Seeing that open grazing of cattle has become one of the flashpoints for insecurity Governors of all six states in the southwest imposed a ban on open grazing of cattle across the region.
The Cattle and Foodstuff dealers under the aegis of Amalgamated Union of Foodstuff and Cattle Dealers of Nigeria (AUFCDN) on Thursday February 25, began a nationwide strike following the expiration of a seven-day ultimatum given to the federal government to attend to their demands of N475 billion compensation for lives of their members and properties lost.
These demands, conveniently, had no consideration to the lives and properties lost to the clash by members of host countries in the Southwest, Southeast, South-South, and the middle belt parts of the country.
The AUFCDN association leaders posed that they would rather sell their stock to Niger Republic than to fellow Nigerians. They have invariably imposed another economic blockade on the southern part of Nigeria just like it was done in 1967. This time around, the south doesn’t have to contend with bombs targetting their homelands, as well.

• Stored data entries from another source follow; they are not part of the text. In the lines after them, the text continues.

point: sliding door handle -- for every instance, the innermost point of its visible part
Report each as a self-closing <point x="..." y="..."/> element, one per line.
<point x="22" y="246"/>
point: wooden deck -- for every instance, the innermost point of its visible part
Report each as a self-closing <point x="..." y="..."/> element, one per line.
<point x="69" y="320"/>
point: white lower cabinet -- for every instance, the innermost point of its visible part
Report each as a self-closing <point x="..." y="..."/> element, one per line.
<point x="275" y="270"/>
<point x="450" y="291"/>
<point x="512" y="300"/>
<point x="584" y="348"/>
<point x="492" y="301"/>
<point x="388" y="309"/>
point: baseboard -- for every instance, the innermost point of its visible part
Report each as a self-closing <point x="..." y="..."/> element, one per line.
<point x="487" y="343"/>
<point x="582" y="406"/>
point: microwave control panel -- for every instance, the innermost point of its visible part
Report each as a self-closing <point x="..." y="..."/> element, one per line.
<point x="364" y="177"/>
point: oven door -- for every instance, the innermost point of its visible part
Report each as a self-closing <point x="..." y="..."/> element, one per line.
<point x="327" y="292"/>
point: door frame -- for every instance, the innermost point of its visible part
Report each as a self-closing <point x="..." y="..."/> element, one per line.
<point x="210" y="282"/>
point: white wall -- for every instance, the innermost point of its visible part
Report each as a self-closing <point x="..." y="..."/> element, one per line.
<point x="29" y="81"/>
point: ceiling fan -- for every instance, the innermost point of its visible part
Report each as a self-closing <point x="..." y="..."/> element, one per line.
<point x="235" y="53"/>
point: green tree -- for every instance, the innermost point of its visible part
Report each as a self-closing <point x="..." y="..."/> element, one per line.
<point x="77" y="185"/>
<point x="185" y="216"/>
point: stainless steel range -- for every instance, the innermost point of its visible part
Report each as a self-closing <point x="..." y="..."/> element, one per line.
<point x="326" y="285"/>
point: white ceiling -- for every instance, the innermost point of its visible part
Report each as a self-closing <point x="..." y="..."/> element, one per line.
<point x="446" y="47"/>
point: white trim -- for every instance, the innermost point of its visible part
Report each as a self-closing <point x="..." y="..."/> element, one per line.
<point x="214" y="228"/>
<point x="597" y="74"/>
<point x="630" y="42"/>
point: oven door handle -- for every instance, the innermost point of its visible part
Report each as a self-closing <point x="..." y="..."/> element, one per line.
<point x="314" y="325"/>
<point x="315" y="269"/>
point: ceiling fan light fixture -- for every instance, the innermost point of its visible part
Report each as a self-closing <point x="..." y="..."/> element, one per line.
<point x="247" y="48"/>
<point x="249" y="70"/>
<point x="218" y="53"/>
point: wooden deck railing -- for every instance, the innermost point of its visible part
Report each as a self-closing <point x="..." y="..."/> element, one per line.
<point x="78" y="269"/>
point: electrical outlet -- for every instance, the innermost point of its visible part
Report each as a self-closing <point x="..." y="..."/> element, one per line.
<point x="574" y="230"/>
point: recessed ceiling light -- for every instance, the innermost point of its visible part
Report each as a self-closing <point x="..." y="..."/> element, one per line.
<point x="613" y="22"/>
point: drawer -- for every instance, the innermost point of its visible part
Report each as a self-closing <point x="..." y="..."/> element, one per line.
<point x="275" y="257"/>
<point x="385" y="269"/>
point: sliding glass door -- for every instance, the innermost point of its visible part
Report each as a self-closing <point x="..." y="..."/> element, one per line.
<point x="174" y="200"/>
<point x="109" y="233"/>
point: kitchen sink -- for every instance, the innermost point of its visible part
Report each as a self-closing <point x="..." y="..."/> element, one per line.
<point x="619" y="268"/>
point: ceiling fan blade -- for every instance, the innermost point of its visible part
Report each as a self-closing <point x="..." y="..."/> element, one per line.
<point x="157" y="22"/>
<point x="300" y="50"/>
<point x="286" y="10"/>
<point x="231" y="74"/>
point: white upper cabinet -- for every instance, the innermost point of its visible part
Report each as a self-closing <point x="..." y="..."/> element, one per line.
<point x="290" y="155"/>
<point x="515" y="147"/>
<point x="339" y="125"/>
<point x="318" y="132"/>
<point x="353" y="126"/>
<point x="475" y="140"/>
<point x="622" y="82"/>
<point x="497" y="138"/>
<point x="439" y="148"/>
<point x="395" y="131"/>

One important point that may have been lost to the agitators of this strike in the north is that the south will find food alternatives, but will the north find buyers for their goods? Niger has a population of 23.31 million, this is the population of Lagos and Enugu states. It is also important to note that Niger’s livestock and agricultural sector is not laid to rest: 80% of their population are farmers, and livestock rearing constitutes 18% of the overall country’s IGR.
As this economic civil war continues to rage, we ask again, who will the north sell their agricultural products to?